A reedy pipe and a high-pitched trill duet against the backdrop of a low-pitched insect drone. Their symphony is the sound of a forest and is monitored by scientists to gauge biodiversity.

The recording from the forest in Ecuador is part of new research looking at how artificial intelligence could track animal life in recovering habitats.

When scientists want to measure reforestation, they can survey large tracts of land with tools like satellite and lidar.

But determining how fast and abundantly wildlife is returning to an area presents a more difficult challenge — sometimes requiring an expert to sift through sound recordings and pick out animal calls.

Jorg Muller, a professor and field ornithologist at University of Wurzburg Biocenter, wondered if there was a different way.

“I saw the gap that we need, particularly in the tropics, better methods to quantify the huge diversity… to improve conservation actions,” he told AFP.

He turned to bioacoustics, which uses sound to learn more about animal life and habitats.

It is a long-standing research tool, but more recently is being paired with computer learning to process large amounts of data more quickly.

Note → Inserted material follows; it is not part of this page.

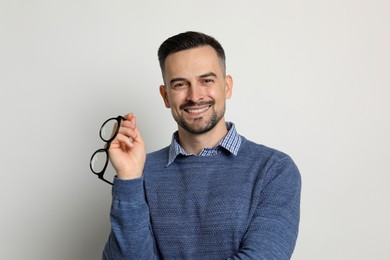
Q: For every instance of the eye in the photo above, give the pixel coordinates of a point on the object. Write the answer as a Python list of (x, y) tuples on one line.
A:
[(207, 81), (179, 85)]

Muller and his team recorded audio at sites in Ecuador’s Choco region ranging from recently abandoned cacao plantations and pastures to agricultural land recovering from use to old-growth forests.

They first had experts listen to the recordings and pick out birds, mammals and amphibians.

Then, they carried out an acoustic index analysis, which gives a measure of biodiversity based on broad metrics from a soundscape, like volume and frequency of noises.

Finally, they ran two weeks of recordings through an AI-assisted computer program trained to distinguish 75 bird calls.

More recordings needed

The program was able to pick out the calls on which it was trained in a consistent way, but could it correctly identify the relative biodiversity of each location?

To check this, the team used two baselines: one from the experts who listened to the audio recordings, and a second based on insect samples from each location, which offer a proxy for biodiversity.

While the library of available sounds to train the AI model meant it could only identify a quarter of the bird calls the experts could, it was still able to correctly gauge biodiversity levels in each location, the study said.

“Our results show that soundscape analysis is a powerful tool to monitor the recovery of faunal communities in hyperdiverse tropical forest,” said the research published Tuesday in the journal Nature Communications.

“Soundscape diversity can be quantified in a cost-effective and robust way across the full gradient from active agriculture to recovering and old-growth forests,” it added.

There are still shortcomings, including a paucity of animal sounds on which to train AI models.

And the approach can only capture species that announce their presence.

“Of course (there is) no information on plants or silent animals. However, birds and amphibians are very sensitive to ecological integrity, they are a very good surrogate,” Muller told AFP.

He believes the tool could become increasingly useful given the current push for “biodiversity credits” — a way of monetizing the protection of animals in their natural habitat.

“Being able to directly quantify biodiversity, rather than relying on proxies such as growing trees, encourages and allows external assessment of conservation actions, and promotes transparency,” the study said.